He waits for test results to come back, hunched in a chair in the waiting area. Sam's not alone in this; in the time he's been here, he's been joined by a couple awaiting word on their child, an elderly woman and her daughter worrying about the woman's husband, and now a large family and their minister praying for the teenaged boy who was in a car crash.

Sam tries not to make anything of the fact that he's the only one here who's waiting alone. He drinks way too much of the bitter coffee from the push-top thermal dispensers on a table under the overhead TV set. All the waiting room time he'd put in as a kid, he'd longed for the distraction of a TV, but now that they're inescapable, he wishes he could put a few rounds in the fucking screen.

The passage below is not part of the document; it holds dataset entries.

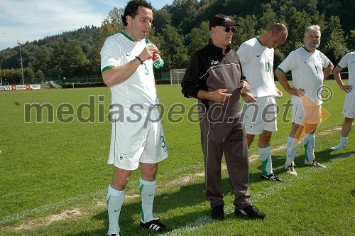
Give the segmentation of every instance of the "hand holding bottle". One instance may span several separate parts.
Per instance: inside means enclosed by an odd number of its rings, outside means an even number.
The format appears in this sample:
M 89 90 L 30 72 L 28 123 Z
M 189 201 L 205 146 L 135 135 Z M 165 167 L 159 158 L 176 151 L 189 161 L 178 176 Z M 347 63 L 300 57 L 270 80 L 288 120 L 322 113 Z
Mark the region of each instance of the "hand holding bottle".
M 159 54 L 159 50 L 158 50 L 158 48 L 155 47 L 155 45 L 152 42 L 151 42 L 148 38 L 146 38 L 146 43 L 147 44 L 147 47 L 148 47 L 150 49 L 151 48 L 153 49 L 152 50 L 153 65 L 154 65 L 154 66 L 157 69 L 163 67 L 164 61 L 163 60 L 163 59 L 161 59 L 160 55 Z

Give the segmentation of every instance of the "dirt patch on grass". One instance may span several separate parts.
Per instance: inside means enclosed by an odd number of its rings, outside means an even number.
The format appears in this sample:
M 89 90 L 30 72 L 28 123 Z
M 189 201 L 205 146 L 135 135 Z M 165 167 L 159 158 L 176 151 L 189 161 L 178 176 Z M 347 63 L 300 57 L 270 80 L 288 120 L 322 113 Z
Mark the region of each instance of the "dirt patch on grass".
M 342 130 L 342 127 L 337 127 L 332 129 L 328 129 L 328 130 L 324 130 L 321 132 L 319 133 L 319 135 L 327 135 L 329 134 L 331 134 L 335 131 L 339 131 Z M 287 146 L 285 145 L 280 145 L 278 146 L 276 146 L 275 148 L 273 148 L 272 150 L 273 151 L 280 151 L 280 150 L 285 150 L 286 149 Z M 250 155 L 249 156 L 249 162 L 253 162 L 255 161 L 256 160 L 258 160 L 259 159 L 259 155 L 258 154 Z M 226 170 L 226 165 L 225 163 L 222 164 L 222 169 L 223 171 Z M 180 185 L 180 184 L 184 184 L 189 183 L 190 181 L 200 177 L 202 177 L 204 176 L 204 172 L 198 172 L 195 173 L 194 174 L 190 174 L 185 176 L 182 176 L 181 178 L 173 180 L 170 182 L 168 182 L 166 183 L 166 186 L 171 186 L 171 185 Z M 161 188 L 164 188 L 163 186 Z M 126 198 L 140 198 L 141 195 L 139 194 L 133 194 L 133 195 L 126 195 Z M 106 205 L 104 202 L 97 200 L 97 205 L 95 207 L 102 207 L 104 205 Z M 79 217 L 79 216 L 82 216 L 82 215 L 86 215 L 89 214 L 89 211 L 84 211 L 82 209 L 78 209 L 78 208 L 75 208 L 71 210 L 65 210 L 60 214 L 53 214 L 50 215 L 48 217 L 43 218 L 38 218 L 38 219 L 33 219 L 31 220 L 26 220 L 22 225 L 21 225 L 18 227 L 5 227 L 3 229 L 5 231 L 19 231 L 22 230 L 29 230 L 33 227 L 39 227 L 39 226 L 45 226 L 45 225 L 49 225 L 53 222 L 58 221 L 58 220 L 69 220 L 72 219 L 75 217 Z

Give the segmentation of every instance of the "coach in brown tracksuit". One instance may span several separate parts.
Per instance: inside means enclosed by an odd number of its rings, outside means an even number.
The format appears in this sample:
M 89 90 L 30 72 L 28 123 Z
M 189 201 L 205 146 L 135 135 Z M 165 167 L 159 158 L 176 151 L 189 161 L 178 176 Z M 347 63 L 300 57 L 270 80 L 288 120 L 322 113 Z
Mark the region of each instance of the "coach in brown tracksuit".
M 249 88 L 236 53 L 230 44 L 235 29 L 227 16 L 217 14 L 209 21 L 207 45 L 192 56 L 182 79 L 182 93 L 199 100 L 201 142 L 204 155 L 206 197 L 212 218 L 223 220 L 224 213 L 221 161 L 226 158 L 235 194 L 234 215 L 263 219 L 250 200 L 249 163 L 244 124 L 241 118 L 240 95 L 246 102 L 256 97 Z

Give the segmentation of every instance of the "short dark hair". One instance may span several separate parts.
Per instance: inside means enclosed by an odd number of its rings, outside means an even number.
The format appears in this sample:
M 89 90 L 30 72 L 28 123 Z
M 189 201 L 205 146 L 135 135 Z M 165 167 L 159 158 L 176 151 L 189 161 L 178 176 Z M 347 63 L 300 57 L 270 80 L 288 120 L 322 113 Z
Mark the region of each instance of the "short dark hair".
M 121 16 L 122 21 L 125 26 L 127 26 L 127 19 L 126 19 L 126 16 L 129 16 L 131 18 L 134 18 L 137 15 L 138 6 L 143 6 L 151 10 L 153 9 L 152 4 L 150 1 L 146 1 L 146 0 L 130 1 L 124 8 L 124 12 Z

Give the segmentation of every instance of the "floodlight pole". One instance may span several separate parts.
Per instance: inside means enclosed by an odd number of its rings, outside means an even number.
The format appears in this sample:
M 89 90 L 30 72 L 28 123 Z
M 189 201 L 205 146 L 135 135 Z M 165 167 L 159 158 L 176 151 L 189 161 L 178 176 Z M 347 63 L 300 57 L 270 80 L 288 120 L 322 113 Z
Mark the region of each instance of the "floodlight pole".
M 0 82 L 1 85 L 2 85 L 1 63 L 0 63 Z
M 21 53 L 21 45 L 19 41 L 17 41 L 17 44 L 20 46 L 20 58 L 21 59 L 21 70 L 22 70 L 22 84 L 25 85 L 25 79 L 23 78 L 23 66 L 22 65 L 22 53 Z

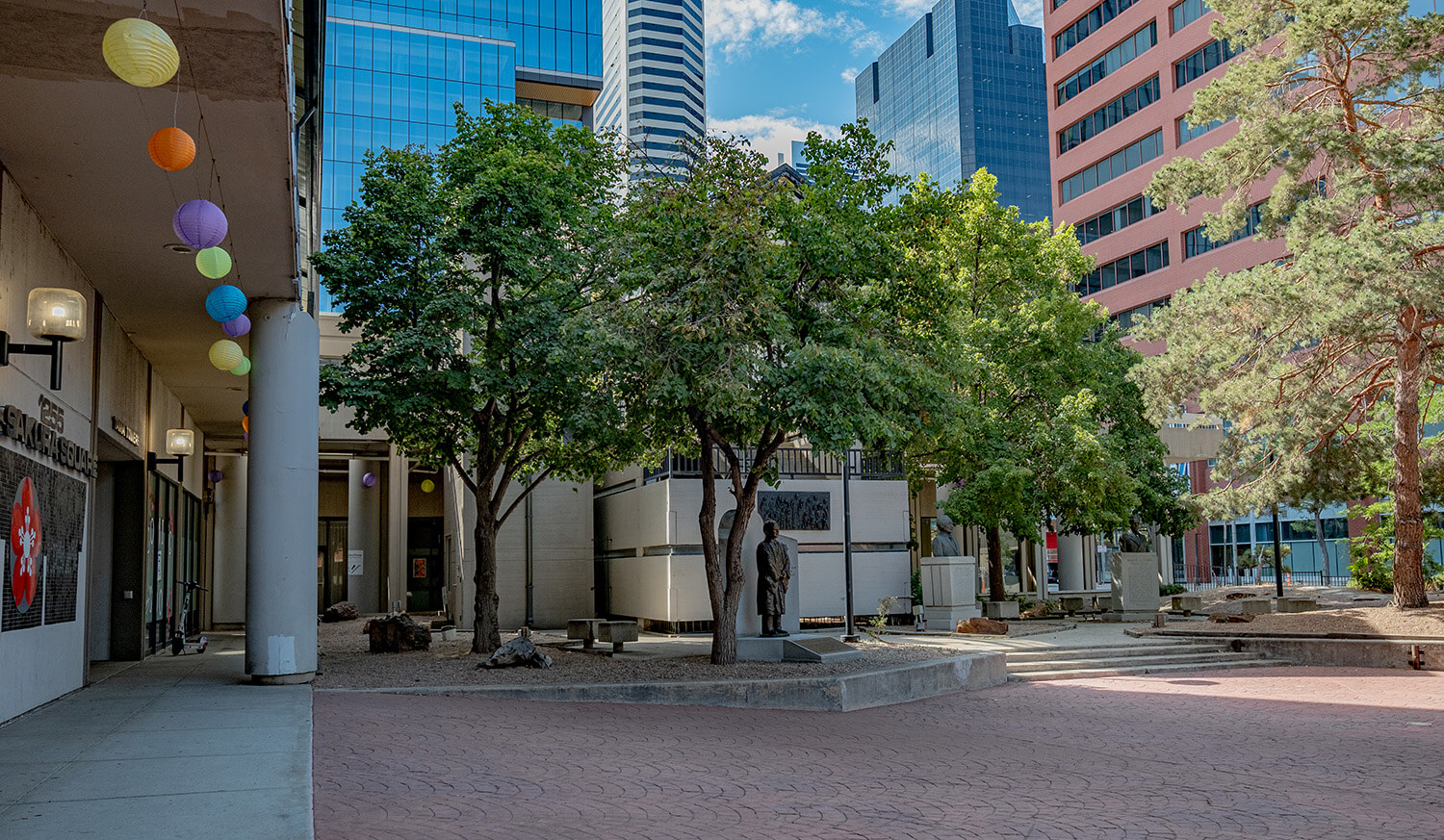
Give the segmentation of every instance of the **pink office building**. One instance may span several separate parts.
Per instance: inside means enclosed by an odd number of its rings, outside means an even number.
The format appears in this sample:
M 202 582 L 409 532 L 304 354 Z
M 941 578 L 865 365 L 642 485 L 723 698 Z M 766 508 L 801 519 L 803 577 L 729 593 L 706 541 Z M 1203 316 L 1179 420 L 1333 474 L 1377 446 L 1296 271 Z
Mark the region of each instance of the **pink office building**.
M 1186 216 L 1175 208 L 1155 211 L 1142 195 L 1165 162 L 1197 156 L 1236 130 L 1187 121 L 1193 94 L 1225 72 L 1230 58 L 1209 35 L 1217 14 L 1204 0 L 1044 6 L 1054 221 L 1073 224 L 1083 251 L 1097 258 L 1079 293 L 1128 329 L 1213 268 L 1235 271 L 1281 257 L 1282 241 L 1253 241 L 1252 225 L 1222 244 L 1203 237 L 1203 211 L 1217 202 L 1200 199 Z M 1259 188 L 1256 199 L 1264 198 Z M 1193 489 L 1206 491 L 1207 445 L 1216 436 L 1165 429 L 1164 437 L 1174 459 L 1188 463 Z M 1230 531 L 1227 543 L 1236 540 Z M 1175 580 L 1207 580 L 1220 554 L 1235 550 L 1213 541 L 1204 525 L 1158 548 Z M 1064 554 L 1070 551 L 1060 550 L 1066 566 Z

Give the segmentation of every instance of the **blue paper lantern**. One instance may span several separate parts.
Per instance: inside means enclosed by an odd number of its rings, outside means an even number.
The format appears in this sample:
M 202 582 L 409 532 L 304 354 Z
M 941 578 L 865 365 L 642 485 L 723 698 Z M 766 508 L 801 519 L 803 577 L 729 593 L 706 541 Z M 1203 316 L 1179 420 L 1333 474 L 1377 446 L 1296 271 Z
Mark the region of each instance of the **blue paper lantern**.
M 217 286 L 205 296 L 205 313 L 225 323 L 245 312 L 245 293 L 235 286 Z
M 180 241 L 196 250 L 214 248 L 225 241 L 225 214 L 204 198 L 180 205 L 170 224 Z

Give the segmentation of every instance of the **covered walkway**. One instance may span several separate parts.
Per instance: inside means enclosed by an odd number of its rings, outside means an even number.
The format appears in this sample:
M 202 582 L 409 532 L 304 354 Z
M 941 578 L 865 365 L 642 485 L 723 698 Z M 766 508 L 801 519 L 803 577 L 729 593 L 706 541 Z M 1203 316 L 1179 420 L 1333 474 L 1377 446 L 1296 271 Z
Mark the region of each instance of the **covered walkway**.
M 0 727 L 0 837 L 309 839 L 310 687 L 250 684 L 244 652 L 212 636 Z

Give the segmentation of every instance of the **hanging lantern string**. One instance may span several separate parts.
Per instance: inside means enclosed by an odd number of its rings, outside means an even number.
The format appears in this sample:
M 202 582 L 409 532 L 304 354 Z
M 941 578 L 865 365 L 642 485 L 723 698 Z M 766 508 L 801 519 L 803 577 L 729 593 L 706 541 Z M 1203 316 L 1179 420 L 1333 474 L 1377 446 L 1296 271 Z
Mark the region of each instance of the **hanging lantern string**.
M 172 3 L 173 3 L 175 10 L 176 10 L 176 27 L 180 30 L 182 35 L 185 35 L 186 33 L 186 25 L 185 25 L 185 16 L 180 13 L 180 1 L 179 0 L 172 0 Z M 185 45 L 185 46 L 182 46 L 182 45 Z M 191 74 L 191 95 L 195 98 L 195 110 L 196 110 L 196 114 L 198 114 L 198 120 L 196 120 L 196 146 L 199 146 L 201 140 L 204 139 L 205 140 L 205 153 L 211 159 L 211 173 L 209 173 L 209 179 L 208 179 L 208 183 L 206 183 L 205 196 L 206 196 L 208 201 L 211 201 L 211 204 L 215 204 L 217 206 L 219 206 L 221 212 L 227 212 L 228 214 L 227 206 L 225 206 L 225 189 L 221 186 L 219 162 L 215 159 L 215 144 L 211 143 L 211 128 L 209 128 L 209 126 L 206 126 L 206 121 L 205 121 L 205 105 L 201 101 L 201 84 L 195 78 L 195 62 L 189 61 L 189 52 L 188 52 L 188 49 L 189 49 L 189 40 L 185 39 L 185 38 L 182 38 L 180 43 L 178 43 L 176 46 L 182 51 L 183 58 L 186 59 L 186 61 L 182 62 L 182 65 L 185 66 L 185 72 Z M 179 75 L 179 74 L 176 74 L 176 75 Z M 196 167 L 196 173 L 195 173 L 196 179 L 201 178 L 199 169 L 201 167 L 198 166 Z M 199 186 L 201 185 L 196 183 L 196 192 L 201 192 Z M 230 216 L 227 216 L 227 218 L 230 218 Z M 225 242 L 222 242 L 222 244 L 227 245 L 227 250 L 234 257 L 234 254 L 235 254 L 235 241 L 231 237 L 230 231 L 227 231 L 227 234 L 225 234 Z M 235 286 L 240 286 L 241 284 L 241 270 L 240 270 L 240 267 L 237 267 L 237 268 L 234 268 L 234 271 L 235 271 L 235 277 L 234 277 L 232 283 Z

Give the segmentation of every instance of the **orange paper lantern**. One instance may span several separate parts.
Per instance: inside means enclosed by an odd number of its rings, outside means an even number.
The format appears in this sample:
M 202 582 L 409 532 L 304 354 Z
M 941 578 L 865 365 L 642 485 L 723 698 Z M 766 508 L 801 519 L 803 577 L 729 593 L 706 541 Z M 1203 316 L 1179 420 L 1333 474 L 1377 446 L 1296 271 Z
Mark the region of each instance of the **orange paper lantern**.
M 150 136 L 150 159 L 166 172 L 191 166 L 195 160 L 195 140 L 180 128 L 162 128 Z

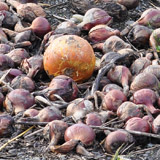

He flips through every magazine in the room, registering nothing, gazes at the bland landscape paintings as if they're as impenetrable as a Pollock. Tries to imagine not being so alone, but the brief flash he conjures of Jess holding his hand and murmuring reassurance is more painful than isolation.

Dr. Mehta finds him and sits with him. "We're in the process of admitting your brother now, and our chief neurologist will be taking over his case in the morning."

"Have you found something?" His heart hammers as he waits for the answer.

"We've ruled out some things, including stroke and aneurism. There's no swelling, which is a huge thing in his favor. But we're not sure yet what is going on."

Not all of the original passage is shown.